A few miles from the busy harbor in downtown St. John’s, in a conference room in Memorial University’s sprawling science building, Snook cued up a DVD to show what a PEACE interview might look like. Not yet 40, Snook wears rectangular glasses and stylish shoes. The video, he explained, shows a newly trained constable trying out his skills on a volunteer who claims he was not involved in an (imaginary) assault the night before. The task of the trainee might be summarized this way: Presume nothing, and listen.

The PEACE interviewer asks the volunteer to tell his story—What did you do last night?—from start to finish. The trainee has been taught to “transfer control” to the subject, so he says, “I wasn’t there, so I’m relying on you to explain what happened.” He asks the subject to provide as many details as possible, even if they seem irrelevant. Then the interviewer lets the volunteer talk.

Once the mock suspect is through telling his story, the officer asks “probing” questions, looking for “checkable details.” He says things like “Tell me more,” like a good dinner-party companion would. (Ideally, a PEACE interviewer should do no more than 20 percent of the talking; with a highly uncooperative subject, the strategy would shift to “conversation management,” which allows for more targeted questions.) He asks the subject to draw a picture of the scene. Finally, the officer reveals prepared evidence that contradicts his story and invites him to explain the discrepancies.

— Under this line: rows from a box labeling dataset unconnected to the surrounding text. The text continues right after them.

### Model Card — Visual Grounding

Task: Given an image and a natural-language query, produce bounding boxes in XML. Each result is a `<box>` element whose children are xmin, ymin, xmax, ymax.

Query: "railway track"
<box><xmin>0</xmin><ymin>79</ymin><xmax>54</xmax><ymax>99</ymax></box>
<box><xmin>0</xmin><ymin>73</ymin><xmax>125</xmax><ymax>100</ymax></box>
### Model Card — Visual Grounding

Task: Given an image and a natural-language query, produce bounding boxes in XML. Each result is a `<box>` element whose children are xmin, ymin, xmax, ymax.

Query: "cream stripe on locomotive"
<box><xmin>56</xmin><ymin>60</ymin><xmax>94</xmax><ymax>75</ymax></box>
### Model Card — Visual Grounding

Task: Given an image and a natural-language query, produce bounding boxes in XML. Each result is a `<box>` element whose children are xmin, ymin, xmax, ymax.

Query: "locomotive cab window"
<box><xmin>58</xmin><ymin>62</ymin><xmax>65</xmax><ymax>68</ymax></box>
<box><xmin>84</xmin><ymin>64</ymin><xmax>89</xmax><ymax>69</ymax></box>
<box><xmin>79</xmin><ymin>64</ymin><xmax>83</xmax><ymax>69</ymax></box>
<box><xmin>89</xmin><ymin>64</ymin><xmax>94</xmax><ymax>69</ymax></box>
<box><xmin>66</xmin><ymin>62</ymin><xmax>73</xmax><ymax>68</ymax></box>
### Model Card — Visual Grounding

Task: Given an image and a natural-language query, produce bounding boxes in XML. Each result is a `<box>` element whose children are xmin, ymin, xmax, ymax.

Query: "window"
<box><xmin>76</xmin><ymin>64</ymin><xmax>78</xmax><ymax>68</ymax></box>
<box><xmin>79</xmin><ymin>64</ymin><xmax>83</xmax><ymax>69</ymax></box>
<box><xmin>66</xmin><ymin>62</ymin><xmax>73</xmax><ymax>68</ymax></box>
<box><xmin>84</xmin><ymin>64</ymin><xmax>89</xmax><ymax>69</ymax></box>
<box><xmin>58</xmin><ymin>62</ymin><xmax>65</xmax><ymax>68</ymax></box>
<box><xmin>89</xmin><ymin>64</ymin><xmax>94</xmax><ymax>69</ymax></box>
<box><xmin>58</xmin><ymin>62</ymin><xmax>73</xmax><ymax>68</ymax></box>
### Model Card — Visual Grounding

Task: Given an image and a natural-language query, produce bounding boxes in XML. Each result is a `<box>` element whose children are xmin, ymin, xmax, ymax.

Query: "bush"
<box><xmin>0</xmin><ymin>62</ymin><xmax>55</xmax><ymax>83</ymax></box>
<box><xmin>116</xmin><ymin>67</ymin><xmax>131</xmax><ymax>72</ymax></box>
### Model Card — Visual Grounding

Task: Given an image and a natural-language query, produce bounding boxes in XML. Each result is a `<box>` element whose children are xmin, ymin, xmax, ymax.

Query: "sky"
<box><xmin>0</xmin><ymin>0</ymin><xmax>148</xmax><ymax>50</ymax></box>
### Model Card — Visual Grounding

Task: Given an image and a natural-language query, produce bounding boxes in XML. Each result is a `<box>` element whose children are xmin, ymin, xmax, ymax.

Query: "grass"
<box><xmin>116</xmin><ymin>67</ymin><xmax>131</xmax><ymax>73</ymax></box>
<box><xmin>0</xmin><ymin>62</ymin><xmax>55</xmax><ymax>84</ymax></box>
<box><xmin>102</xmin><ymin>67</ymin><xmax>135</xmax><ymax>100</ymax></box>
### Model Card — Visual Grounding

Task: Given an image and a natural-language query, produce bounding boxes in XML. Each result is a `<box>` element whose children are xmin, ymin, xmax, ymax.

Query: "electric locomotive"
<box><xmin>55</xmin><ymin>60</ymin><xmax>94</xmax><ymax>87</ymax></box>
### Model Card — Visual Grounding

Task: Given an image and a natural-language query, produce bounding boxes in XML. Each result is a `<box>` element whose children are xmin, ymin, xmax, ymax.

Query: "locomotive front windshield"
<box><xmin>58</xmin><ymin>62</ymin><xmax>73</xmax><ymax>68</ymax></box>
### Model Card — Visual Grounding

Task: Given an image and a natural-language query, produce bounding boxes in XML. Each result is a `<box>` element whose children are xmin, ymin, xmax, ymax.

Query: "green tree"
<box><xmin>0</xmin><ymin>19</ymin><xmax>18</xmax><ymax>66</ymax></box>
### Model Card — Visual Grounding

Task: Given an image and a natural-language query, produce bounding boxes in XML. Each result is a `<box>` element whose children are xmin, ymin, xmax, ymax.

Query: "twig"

“People think it’s soft and sort of touchy-feely, but it’s not,” House remarked. “It’s very systematic. It requires that people do their research and know their case very well.”

PEACE is modeled on the cognitive interview, which was developed by psychologists Edward Geiselman and Ronald Fisher in the 1980s and draws on decades of psychological research on how we store and retrieve memories. The research shows we provide more details when allowed to tell a story from beginning to end, without interruption. (A staccato question-and-answer format produces more spare responses.) We offer more accurate descriptions when asked open-ended questions (“What did he look like?” rather than “Was he tall or short?”), and recounting trivial details can prompt us to remember important ones. Sometimes witnesses are asked to tell a story backward, which can likewise shake loose other memories. Reversing the chronology also adds to the “cognitive load” of the task, which means that guilty storytellers will struggle to keep the details straight and reveal their deception.

“The bottom line is we get a lot more information” from witnesses, said Sgt. Colin McNeil, who heads the RNC’s investigative interviewing unit. “A lot more information. It’s not about confession chasing.”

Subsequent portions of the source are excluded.